When you look at your coins with the inscription “In God We Trust,” know that a former President Judge of the Lycoming County Courts was responsible. That judge’s name was James Pollock, whose career would span a broad canvas of public service.
Born in Milton on September 11, 1810, he was educated at the Kirkpatrick Academy in Milton, which was an educational institution that his mother, Sarah Pollock, had helped to found. Future Governor Andrew Curtin also was educated there around the same time.
Pollock graduated from Princeton in 1831 and received his law degree in 1833. He started practicing law in the office of Samuel Hepburn in Milton. He married Sarah Ann Hepburn, the daughter of his legal mentor. Their union produced seven children.
Pollock entered public service as Northumberland County District Attorney in 1835 and served until 1838. He was elected to the U.S. Congress in 1844 where he was a member from the Whig Party until 1849. During his terms in Congress he was a strong advocate for a transcontinental railroad and was also part of a group that lent encouragement to Samuel F.B. Morse and his new invention, the telegraph.
According to Marshall Anspach’s “Biographical Sketches of Lycoming County: 1795-1860,” a book that details the lives of some of the members of the Lycoming County Bar from the county’s inception through 1960, one of Pollock’s good friends while serving in Congress was fellow-Whig Abraham Lincoln. This association would serve Pollock well in later years.
After leaving Congress, Pollock returned to private legal practice but did not retire from the public realm. On January 15, 1851, he was appointed by the governor as President Judge of the Eighth Judicial District that included Northumberland, Lycoming, Columbia and Sullivan counties, to fill the unexpired term of the late Judge Joseph Biles Anthony.

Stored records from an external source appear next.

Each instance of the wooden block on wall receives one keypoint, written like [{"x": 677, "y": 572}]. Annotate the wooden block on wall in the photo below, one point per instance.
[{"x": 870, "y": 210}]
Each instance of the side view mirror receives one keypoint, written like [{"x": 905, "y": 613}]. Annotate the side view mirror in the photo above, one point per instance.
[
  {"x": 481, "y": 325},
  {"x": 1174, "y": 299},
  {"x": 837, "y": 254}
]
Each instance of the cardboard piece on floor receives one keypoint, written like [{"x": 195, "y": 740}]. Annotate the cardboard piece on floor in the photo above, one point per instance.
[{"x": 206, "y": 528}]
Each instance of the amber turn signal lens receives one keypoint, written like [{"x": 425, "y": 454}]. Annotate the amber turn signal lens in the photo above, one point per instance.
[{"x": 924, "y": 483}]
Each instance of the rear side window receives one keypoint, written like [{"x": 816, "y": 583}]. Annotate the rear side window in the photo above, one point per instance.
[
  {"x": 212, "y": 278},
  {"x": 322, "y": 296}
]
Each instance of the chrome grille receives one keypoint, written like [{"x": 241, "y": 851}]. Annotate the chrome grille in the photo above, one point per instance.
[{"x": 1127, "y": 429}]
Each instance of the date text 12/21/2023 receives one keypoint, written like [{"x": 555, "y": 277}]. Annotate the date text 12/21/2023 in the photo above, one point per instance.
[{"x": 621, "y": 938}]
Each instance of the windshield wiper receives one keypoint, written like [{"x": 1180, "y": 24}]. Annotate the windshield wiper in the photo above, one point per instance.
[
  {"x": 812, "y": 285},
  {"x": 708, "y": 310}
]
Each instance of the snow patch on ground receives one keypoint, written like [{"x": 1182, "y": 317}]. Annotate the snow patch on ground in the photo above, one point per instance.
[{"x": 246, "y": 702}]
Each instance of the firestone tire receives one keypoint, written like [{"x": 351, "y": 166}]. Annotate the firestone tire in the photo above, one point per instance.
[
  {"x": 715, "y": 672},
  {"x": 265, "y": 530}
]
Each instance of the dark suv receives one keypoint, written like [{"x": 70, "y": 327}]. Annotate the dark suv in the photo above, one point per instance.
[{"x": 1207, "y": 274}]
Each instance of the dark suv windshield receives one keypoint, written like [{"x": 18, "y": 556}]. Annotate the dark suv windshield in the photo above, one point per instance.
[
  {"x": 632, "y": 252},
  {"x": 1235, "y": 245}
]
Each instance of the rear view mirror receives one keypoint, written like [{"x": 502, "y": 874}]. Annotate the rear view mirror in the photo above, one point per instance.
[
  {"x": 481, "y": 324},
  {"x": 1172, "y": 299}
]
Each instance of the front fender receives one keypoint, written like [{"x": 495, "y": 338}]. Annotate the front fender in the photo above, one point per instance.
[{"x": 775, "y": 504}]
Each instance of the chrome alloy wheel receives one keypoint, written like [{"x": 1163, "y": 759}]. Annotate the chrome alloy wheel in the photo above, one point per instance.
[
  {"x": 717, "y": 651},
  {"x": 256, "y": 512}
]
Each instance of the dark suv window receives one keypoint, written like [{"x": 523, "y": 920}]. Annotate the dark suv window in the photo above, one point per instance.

He served until December 1, 1851, when his term of office expired as the result of a constitutional amendment that made the office of President Judge an elective rather than appointed office.
Pollock was nominated by a coalition of Whigs, Abolitionists and Know-Nothings to run for Governor of Pennsylvania in 1854 and won the office by more than 40,000 votes. His term of office was regarded as a “clean and progressive one.” In his inaugural address he set out his view of America during a time of sectional strife due to the contentious issue of slavery. He stated, “Freedom is the great law of American nationality. Slavery is the exception, local and sectional.”
A strong advocate of public education, Pollock signed legislation that established the State Normal School system. These normal schools were the predecessor of the state college and later the State University System at such places as Bloomsburg, Mansfield, Lock Haven and Millersville. In 1855, he signed the permanent charter of the Farmer’s High School, later to become the Pennsylvania State University. He was instrumental in locating the University in State College.
Pollock also established the Department of Public Instruction that later became the Department of Education. Pennsylvania’s public education system is one of the earliest and most successful systems established in the United States.
Pollock chose not to run for re-election as governor. He left the governorship a respected and honored man. The entire legislature escorted him, en masse, to the Harrisburg train station for his journey back to Milton. Williamsporter William F. Packer succeeded him as governor.
Pollock remained in private life for only a short time. In January 1861, President James Buchannan appointed him a member of the Crittenden Commission; a commission designed to avert civil war by working out an acceptable compromise to both sections of the country. Unfortunately, their work was in vain. When Pollock’s old Congressional friend Lincoln became President in March 1861, Lincoln appointed his old colleague as Director of the U.S. Mint in Philadelphia. In 1864, Pollock proposed that all U.S. coins bear the inscription, “In God We Trust.” The proposal met with favor from both Secretary of the Treasury Salmon P. Chase and President Lincoln. This is probably Pollock’s most enduring accomplishment.
He resigned from the Mint in 1866. In 1869, President Grant re-appointed him to the Mint, where he served until 1873. President Rutherford B. Hayes appointed Pollock as the Chief Naval Officer of the Philadelphia Naval District in 1879 where he served until 1883.
Pollock died April 19, 1890, in Lock Haven at the age of 80. The “Williamsport Gazette and Bulletin,” in an editorial dated April 21, 1890: “A Useful Life Ended,” reports, in part, “Governor Pollock was a useful man with heroic simplicity. He held to the purpose of life. Like an ear of corn fully ripe he passes from this earth and his record is a monument whose merit and worth will never dim or rust.” Pollock is buried at the Milton Cemetery, where his tombstone appropriately reads, “James Pollock 1810-1890 “In God We Trust.”